Jul 302011

Ever since I was 13 I’ve been programming in PHP. It’s one of those “you can do anything with it” languages that I just love working with. I have recently launched a (pre-beta) service that automatically checks you into Facebook Places (and more will follow, such as Foursquare) based on where your phone reports you to be totally automatically, courtesy of Google Latitude. It was awesome fun to write and is now live for folks to play with (you can find out more at beta.CheckMeIn.at). 

The Problem

Now if it was just for me, it would have been trivial to write. Grab my Latitude position, compare it against a handful of places I frequent, and if any of them match, check me in on Facebook. Checking and comparing my location every 60 seconds would be really easy.

But what if I’m doing that for hundreds or even thousands of people? A script that runs each user in turn would run for hours just doing one sweep of the user database, querying Google Latitude, doing the distance calculation math based on latitude and longitudes, and then punching any matches to Facebook. Cron that script to run every 60 seconds and the server would fall over from RAM exhaustion in about 10 minutes, and only the first 50 or 100 people in the user database would ever be processed. 

The Solution

There are 3 background processes (excluding the maintenance bots) that ‘power’ CheckMeIn.at. They are all written to work out of a central ‘work queue’ table, where the parent process gets a list of work to do and inserts work units into the work queue table. It then counts up how much work there is to do, and divides that by the number of work units each child process will be allowed to handle at a time. If there are more work units than permitted children, it spawns off the first batch, lets them run, and then spawns more as they exit off with their completed workloads.

The beauty of it is it dynamically grows itself. With 10 users it’ll happily spawn 1 process and run through them all in a second. With 100 users it’ll spawn 2 processes and do likewise. With 2,000 users it’ll spawn 10, and so on and so forth. If we have 1 million users it’ll spawn it’s maximum (say 50), then wait and spawn extras when there is room. All without any interaction on my part.

The Google Latitude Collector (GLC) manages the collection of user locations every 60 seconds. It’s “self-aware” in the sense that it manages its own workload, keeps track of the queries allowed by Google, and generally throttles itself to Do No Evil, while keeping the service responsive. 

The User Location Processor (ULP) follows the same principles of the work queue, and compares locations collected by the GLC against a list of Places the user has configured via the web interface. It computes matches, near misses (to help with the setup), honours the delay periods, and so on and so on. If all criteria are met, it passes work units on to…

The Facebook Check-in Injector (FCI). The FCI handles a shedload of sanity checks, prevents double-checkins, examines Facebook for a users last check-in to make sure we’re not doing something they’ve already done themselves, and lots more. If it all works out, then we check them in and the whole thing goes round again. 

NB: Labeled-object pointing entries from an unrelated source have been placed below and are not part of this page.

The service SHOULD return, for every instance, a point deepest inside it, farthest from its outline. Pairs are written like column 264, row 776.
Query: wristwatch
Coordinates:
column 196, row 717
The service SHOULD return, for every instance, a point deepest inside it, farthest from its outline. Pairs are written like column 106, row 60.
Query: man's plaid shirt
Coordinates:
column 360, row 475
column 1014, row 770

Sounds complex, but from firing off a Google Latitude Collector, to checking a user in (assuming we’ve adhered to delay periods here), the are checked in to Facebook about 4 seconds later. 

The Moral

Plan for growth in your application from the very beginning. This project would have been a b*tch to modify later on. But by knowing it’d grow, and implementing self-awareness and control into the app, it can handle infinite growth. If the current server that does all the processing becomes overloaded, it’s trivial to add another to halve its workload, and all without having to modify a single line of code. 

The key however is to have a powerful database server to run it all off. In an hour it can easily generate a million database queries as users interact with the site, and the daemons go about their own business. Without a database server capable of keeping up, things start to seriously slow down.

 Posted by at 7:32 pm
Apr 212011

Those of you who have known me for any period of time will probably have been aware that you could find my current location on my personal website (which is now this blog). This was originally just the Google Latitude ‘badge’, which was quite a simple map representation of my current location with a guestimated range bubble around me. This is still displayed on every page in the right hand column. It only however, identified the town at best in textual format, and offered no historical view ability, or alternative display methods when I was somewhere I go regularly.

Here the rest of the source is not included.